LORENZO RAMPA
Autorità ed efficienza: è possibile un'economia del diritto pubblico?
220 Gennaio-Aprile 2009 Anno LXXIV n. 1
Abstract
- This article explores the possibility of applying the tools of economic
analysis of law, which are
traditionally used in the field of private law, to public law as
well. The first part investigates constitutional law issues, addressed by
prevailing approaches through the social contract framework, by applying
an agreement model to a general public good such as the State. This model
is typically based on games with features of the 'prisoner's dilemma'.Through
the analysis of constitutional preferences that may transform such dilemma
in a game with full cooperation equilibrium, two types of preferences are
compared: 'utilitarian based on impartiality principle' and 'rawlsian
based on difference principle'; it is shown that this second type better
facilitates the constitutional agreement. With the objective of utilizing
more easily economic theory tools, the article then attempts to apply the
distinction between private and public good to that between private and
public rights. In particular, both public goods and public rights can be
assimilated as they are non-excludable and non-transferable through
exchanges or contracts.
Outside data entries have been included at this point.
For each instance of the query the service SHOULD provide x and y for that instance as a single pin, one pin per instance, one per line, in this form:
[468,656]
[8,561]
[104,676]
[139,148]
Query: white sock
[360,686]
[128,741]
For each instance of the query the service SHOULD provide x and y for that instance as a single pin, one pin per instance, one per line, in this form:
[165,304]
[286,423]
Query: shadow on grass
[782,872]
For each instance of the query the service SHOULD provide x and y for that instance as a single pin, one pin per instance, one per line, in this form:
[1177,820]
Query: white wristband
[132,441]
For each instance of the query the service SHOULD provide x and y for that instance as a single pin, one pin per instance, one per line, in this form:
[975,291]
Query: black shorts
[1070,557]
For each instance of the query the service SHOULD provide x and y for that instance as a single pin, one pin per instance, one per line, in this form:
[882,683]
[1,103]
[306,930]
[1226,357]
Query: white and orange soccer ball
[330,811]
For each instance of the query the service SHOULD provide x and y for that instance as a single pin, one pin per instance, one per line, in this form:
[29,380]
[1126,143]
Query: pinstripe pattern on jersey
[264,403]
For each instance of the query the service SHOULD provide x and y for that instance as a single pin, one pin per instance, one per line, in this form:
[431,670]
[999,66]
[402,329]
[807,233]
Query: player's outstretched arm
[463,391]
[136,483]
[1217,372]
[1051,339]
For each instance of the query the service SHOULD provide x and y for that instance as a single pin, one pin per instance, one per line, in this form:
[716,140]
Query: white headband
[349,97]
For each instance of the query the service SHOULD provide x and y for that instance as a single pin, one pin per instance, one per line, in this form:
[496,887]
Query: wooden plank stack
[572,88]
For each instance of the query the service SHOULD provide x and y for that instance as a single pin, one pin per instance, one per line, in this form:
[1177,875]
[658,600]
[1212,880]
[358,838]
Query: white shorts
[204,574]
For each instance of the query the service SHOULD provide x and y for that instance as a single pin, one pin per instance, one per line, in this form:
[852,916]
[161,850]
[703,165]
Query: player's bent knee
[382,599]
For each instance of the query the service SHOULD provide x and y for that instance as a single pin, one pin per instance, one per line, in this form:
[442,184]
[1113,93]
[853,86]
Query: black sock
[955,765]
Moreover, an attempt is made to define an economic
counterpart to the juridical notion of 'general interest' which is the
basis for those norms in the fields of public and administrative law
envisaging the direct intervention of the State to remedy market failures,
both at constitutional and sub-constitutional level.Hence the question of
what are the most efficient legal procedures to solve such problems is
addressed. Using above all the case of negative externalities related to
private goods, the article discusses in particular when it is more
efficient to resort to administrative interventions rather than judicial
ones; or otherwise allowing such problems to be dealt with through private
bargaining between injured and injurers. In this respect the latest
literature of economic analysis of law often favours
private bargaining in the spirit of Coase's thinking. However, it
is here put forward that in terms of cost-benefit analysis economic theory
reaches much less radical conclusions often supporting the higher
efficiency of legal rules and administrative types of intervention.In the
final part of the article, different legal systems (minimal, neoliberal,
welfarist) are compared by way of analysing their rationale and
limitations from an efficiency point of view.